Sample information file Probe set mask or inclusion file "Open group" output
On starting dChip enters the
“Analysis View”, which can also be accessed at anytime by clicking the
“Analysis” icon on the left pane or select the menu “View/Analysis”:

The “Analysis View” displays information such as the status of analysis processes, and colors error messages in red. Small Excel files and exported images will be inserted into the “Analysis View” for convenience (uncheck “Tools/Options/Analysis/Insert Excel and Image outputs…” to disable the function). The analysis output can be saved into a Word file by “Analysis/Save” or selected and copied by “Analysis/Copy”. If problem happens it is helpful to attach these outputs and email to us for diagnosis.

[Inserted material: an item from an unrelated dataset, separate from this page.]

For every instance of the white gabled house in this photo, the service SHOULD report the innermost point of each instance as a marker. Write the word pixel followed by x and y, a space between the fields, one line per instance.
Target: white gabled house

Prepare data. dChip analysis is based on a group of array data files a researcher generates, either in DAT or CEL format. All the arrays to be used in a single analysis should be of the same chip type. The current limit on the number of arrays is 400. To read in the data, select the menu “Analysis/Open Group”:

Type in a group name in the “Group name” drop-down list, or click the button with the down-arrow to select a previous group. The group settings such as file names and gene filtering parameters will be saved in a group configuration (“group name”.ini) file under the same directory as the “dchip.exe” file. Click the “Delete” button to erase the settings for the specified group.
Click “Data directory” button to choose the directory containing the data (DAT, CEL, or DCP) files to be analyzed. Alternatively a “Data file list” can be used when the data files are stored in several directories or we want to specify individual data files. A data file list is a text file (make sure it has .txt extension) with each row containing directory or individual data file names. If specified, dChip will only search these directories or use these files. The following is an example “data file list”:
E:\Affy data\dan\CA-H.cel
E:\Affy data\dan\CA-HR.cel
E:\Affy data\zugen
E:\Affy data\dan\PC-C.cel
E:\Affy data\dan\PC-H.cel
E:\Affy data\dan\PC-R.cel
E:\Affy data\dan2
Next, specify whether you want to read in DAT or CEL files. CEL files are in text format and contain intensities values for PM and MM features, and are converted from pixel-level DAT files by MAS. dChip can also extract PM MM probe values from DAT file use the MAS algorithm (75-th percentile, excluding 1 outer layer of the pixels of each feature; Affymetrix 1999), and save them in DCP format (can be exported to CEL format by “Image/Export CEL”). The MAS algorithm first determines the pixel-level coordinates of the corner features (see header information of a CEL file or DAT file), then linearly interpolates the coordinates of all the features. This works well even if the scanned array image is slightly skewed. However, if the coordinates of corner features are determined incorrectly (e.g. page 4 of Li and Wong 2001a, can be checked by dChip outlier image), one may use MAS software to correct the corner points of the DAT file and regenerate CEL file. For more recent higher density arrays with 712 rows and columns of features, dChip-converted CEL files may give different probe values from MAS. This may be due to smaller feature size and number of pixels per feature in these arrays, and in such case using MAS CEL files is recommended.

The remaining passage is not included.